Dosimetric and Radiobiological Impact of Patient Setup Errors in Intensity-modulated Radiotherapy for Esophageal Cancer

Affiliations

Dosimetric and Radiobiological Impact of Patient Setup Errors in Intensity-modulated Radiotherapy for Esophageal Cancer

Jia-Huan Cai et al. Technol Cancer Res Treat. 2025 Jan-Dec.

Abstract

Purpose: To evaluate the impact of patient setup errors on the dosimetry and radiobiological models of intensity-modulated radiotherapy (IMRT) for esophageal cancer.

Methods and materials: This retrospective study with 56 patients in thermoplastic mask (TM) and vacuum bag (VB) groups utilized real setup-error (RSE) data from cone-beam CT scans to generate simulated setup-error (SSE) data following a normal distribution. The SSE data were applied to simulate all treatment fractions per patient by shifting the plan isocenter and recalculating the dose.
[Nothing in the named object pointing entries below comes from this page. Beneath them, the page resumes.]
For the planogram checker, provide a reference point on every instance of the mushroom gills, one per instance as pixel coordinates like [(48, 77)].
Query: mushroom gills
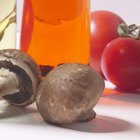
[(24, 90)]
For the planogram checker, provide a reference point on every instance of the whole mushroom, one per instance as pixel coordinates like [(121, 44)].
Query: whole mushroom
[(19, 77), (68, 93)]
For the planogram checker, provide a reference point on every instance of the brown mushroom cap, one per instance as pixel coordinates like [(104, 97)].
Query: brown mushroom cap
[(27, 73), (68, 93)]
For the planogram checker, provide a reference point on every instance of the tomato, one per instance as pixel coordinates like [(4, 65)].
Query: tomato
[(104, 25), (27, 25), (120, 63)]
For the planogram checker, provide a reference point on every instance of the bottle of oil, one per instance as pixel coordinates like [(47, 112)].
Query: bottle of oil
[(7, 24), (56, 31)]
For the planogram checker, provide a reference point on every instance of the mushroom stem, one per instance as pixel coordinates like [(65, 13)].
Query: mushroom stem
[(8, 82)]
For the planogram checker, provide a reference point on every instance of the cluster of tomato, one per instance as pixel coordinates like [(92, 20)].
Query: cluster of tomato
[(117, 58)]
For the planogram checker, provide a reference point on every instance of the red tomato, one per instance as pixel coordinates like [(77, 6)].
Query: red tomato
[(121, 63), (104, 25), (27, 25)]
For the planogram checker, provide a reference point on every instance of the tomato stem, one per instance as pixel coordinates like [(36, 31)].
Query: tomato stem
[(132, 31)]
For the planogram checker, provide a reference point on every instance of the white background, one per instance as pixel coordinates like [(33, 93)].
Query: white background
[(118, 115)]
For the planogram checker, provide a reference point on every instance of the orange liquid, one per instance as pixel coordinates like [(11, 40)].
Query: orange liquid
[(61, 32)]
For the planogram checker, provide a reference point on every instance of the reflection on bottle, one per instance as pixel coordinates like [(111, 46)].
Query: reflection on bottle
[(9, 19)]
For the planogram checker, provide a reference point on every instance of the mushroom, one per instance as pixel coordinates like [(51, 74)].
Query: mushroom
[(19, 77), (68, 93)]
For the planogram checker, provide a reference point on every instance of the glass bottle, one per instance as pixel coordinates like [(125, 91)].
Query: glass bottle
[(56, 31)]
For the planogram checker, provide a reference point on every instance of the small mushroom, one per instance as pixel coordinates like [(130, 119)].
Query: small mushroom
[(68, 93), (19, 77)]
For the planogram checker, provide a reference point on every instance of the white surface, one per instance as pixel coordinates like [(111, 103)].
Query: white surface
[(118, 118)]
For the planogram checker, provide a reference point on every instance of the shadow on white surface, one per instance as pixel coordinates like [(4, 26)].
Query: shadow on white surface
[(10, 111), (101, 124), (127, 97)]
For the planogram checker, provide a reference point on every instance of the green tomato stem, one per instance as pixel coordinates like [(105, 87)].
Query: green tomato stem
[(132, 31)]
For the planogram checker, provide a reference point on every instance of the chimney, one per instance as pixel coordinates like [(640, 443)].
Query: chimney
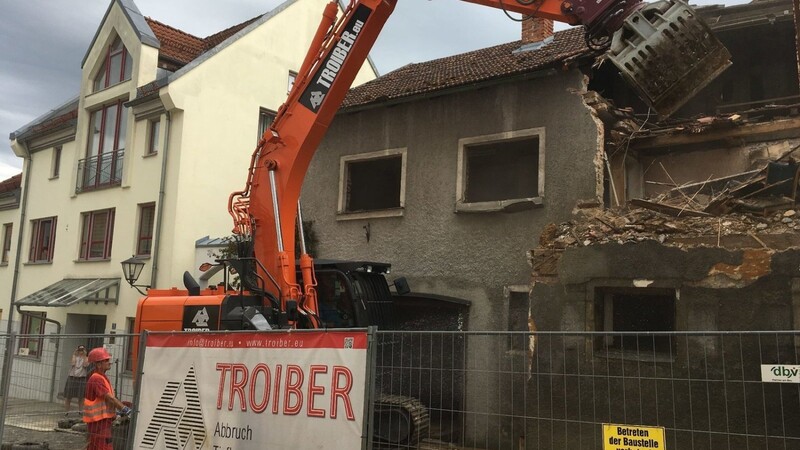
[(536, 29)]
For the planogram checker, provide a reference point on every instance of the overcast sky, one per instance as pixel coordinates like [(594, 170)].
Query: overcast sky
[(42, 43)]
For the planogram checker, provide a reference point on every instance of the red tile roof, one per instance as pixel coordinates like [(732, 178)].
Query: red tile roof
[(176, 45), (179, 48), (468, 68), (11, 184)]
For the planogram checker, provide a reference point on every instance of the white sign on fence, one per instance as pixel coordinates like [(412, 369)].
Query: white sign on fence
[(299, 390), (780, 373)]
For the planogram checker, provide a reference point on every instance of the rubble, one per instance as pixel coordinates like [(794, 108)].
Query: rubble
[(633, 224)]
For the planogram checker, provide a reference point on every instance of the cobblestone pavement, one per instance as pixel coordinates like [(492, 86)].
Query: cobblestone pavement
[(54, 440)]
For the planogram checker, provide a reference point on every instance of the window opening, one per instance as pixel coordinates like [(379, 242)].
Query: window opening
[(154, 127), (6, 242), (97, 233), (32, 329), (117, 66), (265, 119), (144, 240), (374, 184), (635, 310), (502, 170)]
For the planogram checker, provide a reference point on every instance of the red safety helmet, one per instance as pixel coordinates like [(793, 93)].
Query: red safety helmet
[(98, 354)]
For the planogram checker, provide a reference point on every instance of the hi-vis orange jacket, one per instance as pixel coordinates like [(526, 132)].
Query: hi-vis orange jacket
[(97, 409)]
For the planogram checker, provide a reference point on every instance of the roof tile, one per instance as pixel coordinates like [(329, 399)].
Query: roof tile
[(468, 68)]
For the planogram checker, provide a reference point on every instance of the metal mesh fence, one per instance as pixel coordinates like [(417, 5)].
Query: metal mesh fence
[(37, 407), (495, 390), (556, 390)]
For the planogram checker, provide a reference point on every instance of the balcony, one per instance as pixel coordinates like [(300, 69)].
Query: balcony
[(100, 171)]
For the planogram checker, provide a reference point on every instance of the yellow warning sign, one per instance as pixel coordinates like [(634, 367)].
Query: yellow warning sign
[(632, 437)]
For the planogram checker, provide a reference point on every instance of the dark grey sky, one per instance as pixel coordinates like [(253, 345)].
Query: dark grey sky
[(42, 43)]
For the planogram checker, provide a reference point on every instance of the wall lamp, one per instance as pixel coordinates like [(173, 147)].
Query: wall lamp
[(131, 269)]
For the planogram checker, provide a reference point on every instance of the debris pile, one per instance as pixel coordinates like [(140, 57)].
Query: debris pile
[(626, 225)]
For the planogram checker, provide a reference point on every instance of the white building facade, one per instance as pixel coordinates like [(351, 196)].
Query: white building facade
[(141, 163)]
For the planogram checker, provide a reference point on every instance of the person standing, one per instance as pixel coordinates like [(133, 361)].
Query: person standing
[(76, 381), (100, 405)]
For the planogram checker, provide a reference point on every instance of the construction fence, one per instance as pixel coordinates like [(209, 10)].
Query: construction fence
[(499, 390)]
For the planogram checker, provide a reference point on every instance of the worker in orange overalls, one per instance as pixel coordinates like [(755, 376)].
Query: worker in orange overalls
[(100, 406)]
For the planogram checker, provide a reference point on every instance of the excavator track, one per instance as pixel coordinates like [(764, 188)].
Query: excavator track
[(399, 420)]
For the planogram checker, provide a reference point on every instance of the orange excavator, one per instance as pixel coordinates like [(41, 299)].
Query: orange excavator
[(663, 49)]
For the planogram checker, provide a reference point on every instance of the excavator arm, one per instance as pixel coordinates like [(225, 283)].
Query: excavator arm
[(266, 211)]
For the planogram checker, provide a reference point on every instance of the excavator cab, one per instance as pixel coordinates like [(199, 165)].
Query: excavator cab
[(354, 293)]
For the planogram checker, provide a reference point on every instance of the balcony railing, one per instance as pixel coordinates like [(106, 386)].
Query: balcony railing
[(100, 171)]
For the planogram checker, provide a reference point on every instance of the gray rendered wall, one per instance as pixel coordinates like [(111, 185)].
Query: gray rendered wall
[(472, 256), (467, 255)]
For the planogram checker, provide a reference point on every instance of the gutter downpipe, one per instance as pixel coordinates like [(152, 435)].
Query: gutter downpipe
[(9, 352), (55, 354), (160, 206)]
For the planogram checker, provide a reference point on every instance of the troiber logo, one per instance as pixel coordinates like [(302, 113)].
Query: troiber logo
[(177, 416), (201, 318)]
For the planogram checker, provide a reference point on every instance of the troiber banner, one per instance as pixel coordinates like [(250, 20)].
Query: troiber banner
[(240, 391)]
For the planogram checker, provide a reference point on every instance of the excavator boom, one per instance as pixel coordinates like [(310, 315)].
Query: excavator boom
[(665, 51)]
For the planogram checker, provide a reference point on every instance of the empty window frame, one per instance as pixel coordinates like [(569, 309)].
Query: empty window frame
[(265, 119), (502, 166), (96, 234), (117, 66), (56, 163), (105, 148), (292, 77), (7, 228), (153, 133), (630, 310), (372, 181), (31, 331), (144, 236), (129, 324), (43, 240)]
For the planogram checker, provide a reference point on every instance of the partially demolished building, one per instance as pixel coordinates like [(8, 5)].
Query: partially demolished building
[(699, 226)]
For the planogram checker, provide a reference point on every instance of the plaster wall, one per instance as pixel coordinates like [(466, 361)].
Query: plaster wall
[(7, 216), (219, 103), (467, 255)]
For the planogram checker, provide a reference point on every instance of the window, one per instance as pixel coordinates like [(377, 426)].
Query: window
[(497, 169), (635, 309), (116, 68), (373, 182), (6, 242), (153, 130), (144, 242), (106, 145), (128, 365), (43, 240), (292, 77), (265, 119), (32, 325), (56, 162), (96, 234)]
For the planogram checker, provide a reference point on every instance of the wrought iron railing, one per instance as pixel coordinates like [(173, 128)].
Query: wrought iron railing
[(100, 171)]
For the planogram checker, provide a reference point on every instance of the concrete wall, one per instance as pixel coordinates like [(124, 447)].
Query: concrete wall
[(472, 256), (479, 257)]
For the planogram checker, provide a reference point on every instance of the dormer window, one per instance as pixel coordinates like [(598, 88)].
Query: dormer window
[(117, 66)]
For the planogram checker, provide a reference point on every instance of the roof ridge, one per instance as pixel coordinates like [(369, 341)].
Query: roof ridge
[(239, 26), (150, 19)]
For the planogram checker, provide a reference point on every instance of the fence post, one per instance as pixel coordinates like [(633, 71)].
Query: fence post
[(369, 391), (8, 359), (55, 367), (137, 389)]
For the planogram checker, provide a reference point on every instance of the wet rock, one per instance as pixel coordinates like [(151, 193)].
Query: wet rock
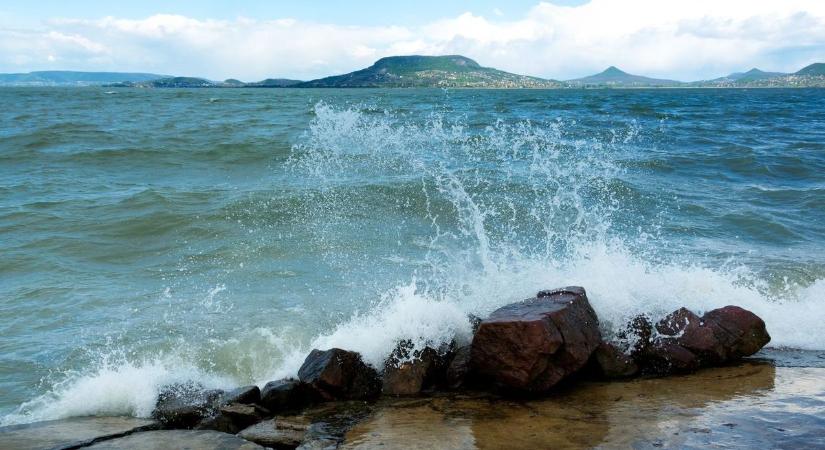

A simulated plan sum (SPS) was created by accumulating all simulated fraction plans. Comparisons of target dose, improved homogeneity index (iHI), conformity index (CI), tumor control probability (TCP) and normal tissue complication probability (NTCP) were conducted between SPSs and original treatment plans (OTPs). Correlations between RSE and TCP/NTCP were analyzed.

Results: Compared to OTPs in the TM group, the planning target volume (PTV) of SPSs showed reductions in D95%, D98%, iHI, CI and TCP by 1.2%, 2.2%, 2.3%, 7.3% and 1.2%, while D2% increased by 0.3%; D2% of clinical target volume (CTV) increased by 0.2% (P < .05). In the VB group, D95%, D98%, iHI, CI and TCP of PTV decreased by 2.5%, 4.5%, 4.2%, 15.6% and 2.0%, with D2% increasing by 0.5%; D2% of CTV increased by 0.5% while D98% decreased by 0.2% (P < .05). The dose of organs at risk (OARs) changed slightly in both groups. The mean and standard deviation of absolute RSE negatively correlated with the TCP of PTV, while the mean RSE positively correlated with the NTCP of lung and spinal cord.

Conclusions: Setup errors may reduce dose homogeneity and conformity, potentially reducing TCP of PTV and increasing NTCP, especially when mean RSE shifts the isocenter towards OARs. VB immobilization may result in relatively larger impacts of setup errors, but this needs future validation.

Keywords: esophageal cancer; intensity modulated radiotherapy (IMRT); radiation dosimetry; radiobiology; setup error.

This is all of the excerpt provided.